Authors: Micol Ostow
Always evil
.
Alive
.
Here lies Amity
.
Always
.
NOW
DAY 13
MOM BRIGHTENED
when I mentioned to her that I was going to go into town, that I wanted to have a look at the local library. It had been several nights since we’d talked about it. She’d probably thought I’d forgotten, lost interest. It was important to my parents that my interest in “normal” social behavior not waver, so to her this development was good news.
She was sitting at the kitchen table, squinting through her reading glasses at the morning crossword puzzle. She asked hopefully whether I was planning on meeting anyone there, and I hated to have to remind her that I had no one to meet. The younger girl I’d spotted down by the riverbank hadn’t come back—at least, not that I’d seen. And besides, I hadn’t ventured from the property once since we’d moved in.
Which was odd, come to think of it.
“You can take my car,” she offered, another sign that her concerns about me persisted. This type of generosity was uncommon, if not completely unheard of. Mom fished her keys out of a colorful glass bowl in the middle of the table and pressed them into my hand. The metal was cold against my palm.

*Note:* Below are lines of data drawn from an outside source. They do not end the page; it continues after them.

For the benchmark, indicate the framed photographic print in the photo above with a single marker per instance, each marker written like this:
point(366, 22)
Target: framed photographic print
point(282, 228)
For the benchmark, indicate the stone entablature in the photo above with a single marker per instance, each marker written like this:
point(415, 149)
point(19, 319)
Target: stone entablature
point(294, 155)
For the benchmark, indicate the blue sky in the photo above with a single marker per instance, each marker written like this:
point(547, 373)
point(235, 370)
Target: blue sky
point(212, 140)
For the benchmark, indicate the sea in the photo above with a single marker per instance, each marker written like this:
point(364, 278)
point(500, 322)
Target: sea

“Sure.” I wasn’t going to turn down the car keys. If her concern reached a tipping point, it could be a while before I had my hands on them again. “I’ll ask Luke if he wants to come.”
Her shrug told me she expected this to be futile, and I had to agree. He’d been disappearing into the boathouse, shovel in hand, for longer and longer intervals lately, though he’d yet to show us anything he’d uncovered, promising only that it was “great stuff.”
“
Great stuff
…” and that flat, distant gaze.
(go away, crazy)
I wondered what
great
meant in this context. I didn’t think I wanted to know.
I slipped the car keys into my back pocket. “Do you need me to bring anything back?”
Mom looked startled by the question, then frowned. “No. I don’t think there’s anything I need. Oh, but, honey?” Mom’s tone escalated, making my breath quicken. “If you’re going to go get Luke, I don’t think he’s in the boathouse right now.”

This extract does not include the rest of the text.